Jack the Ripper
Rembrandt (1632), Mauritshuis, The Hague.
Rembrandt’s 1632 painting, Anatomy Lesson of Dr Nicolaes Tulp, rekindles interest in a strange and enigmatic character, Jack the Ripper. This bizarre connection, on my part, is purely speculative curiosity.
It was probably no less a dark art, at the time, when it came to learning about the immensely curious human body—a subject of heightened scientific interest. Rembrandt’s painting shows a corpse—a male body, perhaps of an executed criminal. I wonder how long did it take for the scientific community to get hold of a female body. Two centuries?
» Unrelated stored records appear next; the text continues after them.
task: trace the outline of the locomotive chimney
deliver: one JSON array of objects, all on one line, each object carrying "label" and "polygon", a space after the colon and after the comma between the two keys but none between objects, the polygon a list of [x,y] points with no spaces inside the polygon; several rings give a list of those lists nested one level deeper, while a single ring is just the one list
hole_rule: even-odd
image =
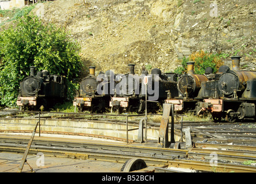
[{"label": "locomotive chimney", "polygon": [[89,67],[89,73],[90,75],[95,75],[95,66],[90,66]]},{"label": "locomotive chimney", "polygon": [[36,76],[36,67],[30,67],[30,76]]},{"label": "locomotive chimney", "polygon": [[134,67],[135,64],[128,64],[129,69],[130,70],[130,74],[134,75],[135,73],[134,72]]},{"label": "locomotive chimney", "polygon": [[240,58],[241,56],[231,56],[232,59],[232,70],[233,71],[240,70]]},{"label": "locomotive chimney", "polygon": [[195,62],[187,62],[187,64],[188,66],[188,74],[194,74],[194,64]]}]

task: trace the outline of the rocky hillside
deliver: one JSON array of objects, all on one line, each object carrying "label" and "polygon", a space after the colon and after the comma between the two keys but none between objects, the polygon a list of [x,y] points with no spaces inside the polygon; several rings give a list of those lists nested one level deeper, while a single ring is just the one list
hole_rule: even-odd
[{"label": "rocky hillside", "polygon": [[256,68],[255,0],[56,0],[33,12],[70,31],[98,71],[125,72],[131,63],[139,73],[147,64],[173,71],[200,49]]}]

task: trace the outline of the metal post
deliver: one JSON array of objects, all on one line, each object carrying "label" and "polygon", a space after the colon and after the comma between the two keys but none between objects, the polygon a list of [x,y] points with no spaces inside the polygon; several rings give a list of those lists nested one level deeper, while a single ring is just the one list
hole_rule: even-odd
[{"label": "metal post", "polygon": [[126,143],[128,143],[128,116],[126,116]]},{"label": "metal post", "polygon": [[170,127],[170,143],[175,143],[175,140],[174,138],[174,105],[170,105],[170,116],[172,116],[172,126]]},{"label": "metal post", "polygon": [[40,112],[39,113],[39,137],[40,136],[40,130],[41,130],[41,126],[40,126]]},{"label": "metal post", "polygon": [[180,124],[180,141],[182,141],[182,139],[183,137],[183,115],[181,115],[181,122]]},{"label": "metal post", "polygon": [[28,142],[28,146],[27,147],[27,149],[25,151],[24,154],[23,155],[23,158],[22,158],[21,162],[20,163],[20,166],[18,167],[18,172],[21,172],[22,169],[23,168],[23,166],[24,166],[25,162],[27,161],[27,156],[28,154],[28,151],[29,151],[30,147],[32,144],[32,142],[33,141],[34,137],[35,137],[35,134],[36,133],[36,128],[38,127],[39,121],[36,123],[36,126],[35,128],[33,133],[32,133],[31,137],[30,138],[29,141]]},{"label": "metal post", "polygon": [[147,143],[147,83],[146,84],[146,98],[145,98],[145,141]]}]

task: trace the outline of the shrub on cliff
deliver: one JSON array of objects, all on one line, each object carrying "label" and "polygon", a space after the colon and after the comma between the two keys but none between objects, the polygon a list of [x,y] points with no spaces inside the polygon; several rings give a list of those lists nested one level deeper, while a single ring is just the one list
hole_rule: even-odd
[{"label": "shrub on cliff", "polygon": [[29,67],[65,75],[72,98],[81,67],[80,47],[64,29],[25,15],[17,25],[0,33],[0,96],[2,105],[16,104],[20,82],[29,75]]},{"label": "shrub on cliff", "polygon": [[194,73],[195,74],[205,74],[205,69],[207,67],[211,67],[213,70],[213,72],[216,73],[220,67],[223,64],[218,54],[209,53],[203,51],[195,52],[190,55],[187,58],[184,57],[181,61],[181,66],[177,67],[175,72],[183,74],[187,72],[187,62],[194,62]]}]

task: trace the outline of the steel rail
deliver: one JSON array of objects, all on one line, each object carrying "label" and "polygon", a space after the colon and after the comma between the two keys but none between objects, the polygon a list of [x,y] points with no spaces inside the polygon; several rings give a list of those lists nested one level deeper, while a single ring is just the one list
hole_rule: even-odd
[{"label": "steel rail", "polygon": [[[2,137],[1,140],[2,140]],[[0,150],[3,151],[24,152],[25,150],[26,140],[16,139],[14,140],[5,140],[5,143],[2,143]],[[12,141],[12,143],[10,143]],[[24,141],[24,142],[23,142]],[[3,142],[3,141],[2,141]],[[82,142],[82,141],[81,141]],[[107,144],[81,144],[81,142],[69,141],[65,143],[60,141],[38,141],[35,139],[35,145],[32,145],[29,151],[30,154],[43,152],[46,155],[54,156],[94,159],[124,163],[127,159],[140,158],[147,162],[150,165],[166,165],[172,167],[192,168],[196,170],[207,171],[236,171],[236,172],[256,172],[255,167],[247,166],[237,166],[218,163],[217,166],[209,166],[209,162],[188,160],[183,158],[178,159],[178,156],[174,153],[180,151],[181,154],[191,153],[187,150],[176,150],[169,148],[142,147],[140,146],[120,146]],[[12,144],[12,145],[11,145]],[[87,145],[87,147],[85,147]],[[205,155],[209,155],[205,154]]]},{"label": "steel rail", "polygon": [[195,143],[196,148],[216,148],[228,150],[246,150],[256,152],[256,147],[240,145],[229,145],[223,144]]}]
Jack the Ripper appeared between August and November in 1888, and went on a ripping spree. His victims—all women, different age groups, and les miserables. Everyone of them was ripped with clinical precision, organs missing, and with no evidence of sex, it is as if he was trying to understand the workings of a female body while it was still alive! Shudder the thought if this is how science and knowledge evolved over time.
With unsolved mysteries surrounding the likes of Jack the Ripper, one can only draw personal conclusions—if at all.

ahhh - National library of medicine collection has interesting tidbits. Look at those illustrations.
Oct 11, 07 at 12:27Govind, excellent find, thanks! (I can imagine what it must have been—in those days—to study medicine without good illustrations.)